Après son passage dans le JT de TF1 jeudi 12 avril, depuis une école de l'Orne, le président de la République a livré dimanche soir un grand entretien de plus de 2h30. Mené par Jean-Jacques Bourdin et Edwy Plenel, l'entretien a pris des tournures de débat.

Le président de la République Emmanuel Macron face aux journalistes Jean-Jacques Bourdin et Edwy Plenel
Le président de la République Emmanuel Macron face aux journalistes Jean-Jacques Bourdin et Edwy Plenel © AFP / FRANCOIS GUILLOT

C'est un ton inédit pour un entretien présidentiel. Face aux deux journalistes Jean-Jacques Bourdin et Edwy Plenel, qui s'illustrent l'un et l'autre à RMC et Mediapart pour leur pugnacité et leur ton franc et rentre-dedans, Emmanuel Macron a été soumis à un flot de questions dont certaines ressemblaient parfois à des interpellations.

Mais sur la forme, malgré les invectives des uns ou de l'autre, reprochant des inexactitudes, des "amalgames" ou des "bêtises", rien de vraiment neuf dans le discours présidentiel.

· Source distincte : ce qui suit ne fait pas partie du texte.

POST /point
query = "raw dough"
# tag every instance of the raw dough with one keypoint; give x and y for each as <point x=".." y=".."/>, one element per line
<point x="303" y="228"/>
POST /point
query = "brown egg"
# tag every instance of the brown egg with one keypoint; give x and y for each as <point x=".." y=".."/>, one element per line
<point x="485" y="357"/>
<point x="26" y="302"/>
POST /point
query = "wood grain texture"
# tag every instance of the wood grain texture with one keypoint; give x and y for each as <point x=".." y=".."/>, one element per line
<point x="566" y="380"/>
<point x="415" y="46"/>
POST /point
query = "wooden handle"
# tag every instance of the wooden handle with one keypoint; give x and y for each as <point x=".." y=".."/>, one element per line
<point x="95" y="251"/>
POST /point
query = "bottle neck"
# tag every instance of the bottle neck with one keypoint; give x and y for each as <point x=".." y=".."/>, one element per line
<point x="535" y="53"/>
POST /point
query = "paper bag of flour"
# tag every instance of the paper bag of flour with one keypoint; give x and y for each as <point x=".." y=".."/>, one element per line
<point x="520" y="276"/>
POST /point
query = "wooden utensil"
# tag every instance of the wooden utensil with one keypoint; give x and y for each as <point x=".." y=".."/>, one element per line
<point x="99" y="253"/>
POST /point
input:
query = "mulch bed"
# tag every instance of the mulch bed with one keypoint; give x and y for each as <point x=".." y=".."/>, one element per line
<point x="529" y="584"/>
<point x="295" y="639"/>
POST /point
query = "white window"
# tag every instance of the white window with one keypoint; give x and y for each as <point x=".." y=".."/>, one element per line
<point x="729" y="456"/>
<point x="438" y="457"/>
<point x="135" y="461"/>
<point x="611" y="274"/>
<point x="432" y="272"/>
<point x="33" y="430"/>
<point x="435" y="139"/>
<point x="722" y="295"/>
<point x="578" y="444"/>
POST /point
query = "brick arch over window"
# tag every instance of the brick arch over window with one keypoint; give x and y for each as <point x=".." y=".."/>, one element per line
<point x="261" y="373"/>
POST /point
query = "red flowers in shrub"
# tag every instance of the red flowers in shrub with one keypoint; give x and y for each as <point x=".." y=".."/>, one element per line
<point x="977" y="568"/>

Le chef de l'État a pourtant tenté une nouvelle fois de donner du sens à sa politique, alors que la contestation se fait forte, un demi-siècle après Mai-68. Grève des cheminots, des étudiants, évacuation de Notre-Dame-des-Landes, critiques autour de la décision d'une intervention ciblée en Syrie... S'il entend toutes les colères, Emmanuel Macron réfute une "coagulation des mécontentements".

"Pas de nouvel impôt"

Évoquant la grève en pointillés des cheminots, "c'est une colère que je comprends, que je respecte mais qui est liée à une décision que nous prenons, que j'assume, une réforme que nous mènerons jusqu'au bout", a-t-il développé.  Il a rappelé que s'il avait "dès le jour de (son) investiture" évoqué le besoin de "réconcilier le pays", ça ne se ferait "pas du jour au lendemain".

Qualifié de "président des riches", Emmanuel Macron a ainsi défendu la suppression partielle de l'ISF afin de "garder les talents, les attirer et réinvestir dans notre économie".  La fiscalité n'augmentera durant le quinquennat et "il n'y aura pas de création d'un nouvel impôt local, ni d'un impôt national", a assuré le chef de l'État.

Il a également affirmé qu'il n'y aurait "pas d'économies sur l'hôpital dans ce quinquennat" et qu'il annoncerait "début mai" des décisions pour tenter de répondre à la crise des services d'urgences. 

Concernant la SNCF, Emmanuel Macron a confirmé que l'État reprendrait "progressivement" une partie de la dette de la SNCF "à partir du 1er janvier 2020" quand le groupe serait réformé, sans toutefois avancer de montant. Cette dette devrait alors atteindre une cinquantaine de milliards d'euros. 

Pour l'hôte de l'Élysée, les étudiants sont "souvent minoritaires" parmi ceux qui bloquent les universités pour contester la réforme de l'accès à l'enseignement supérieur. Il a dénoncé des violences "inadmissibles".  

Alors que de nouveaux heurts se sont déroulés dimanche à Notre-Dame-des-Landes, Emmanuel Macron a en outre jugé que la "colère" des opposants à l'expulsion de la Zad n'était "pas légitime", et que "tout ce qui devra être évacué le sera".

La France n'a "pas déclaré la guerre" au régime syrien

Le Président a longuement justifié les frappes menées dans la nuit de vendredi à samedi contre des sites de production d'armes chimiques du régime de Bachar al-Assad, en affirmant que c'était "la communauté internationale qui est intervenue"

Il a toutefois affirmé que la France n'avait "pas déclaré la guerre au régime". Le président a expliqué qu'il voulait désormais "convaincre" les Russes et les Turcs de venir à la table des négociations, insistant sur le fait qu'il voulait "parler avec tout le monde" sur le dossier syrien. "Nous avons regagné de la crédibilité au regard des Russes" après les frappes, a-t-il estimé.

Au total, l'intervention aura duré 2h40, depuis le Palais de Chaillot, la tour Eiffel scintillant toutes les heures en fond du Président, comme pour attester du direct de l'entretien. Un semi-marathon à l'issu duquel Emmanuel Macron a répondu "chiche" pour recommencer, dans un an.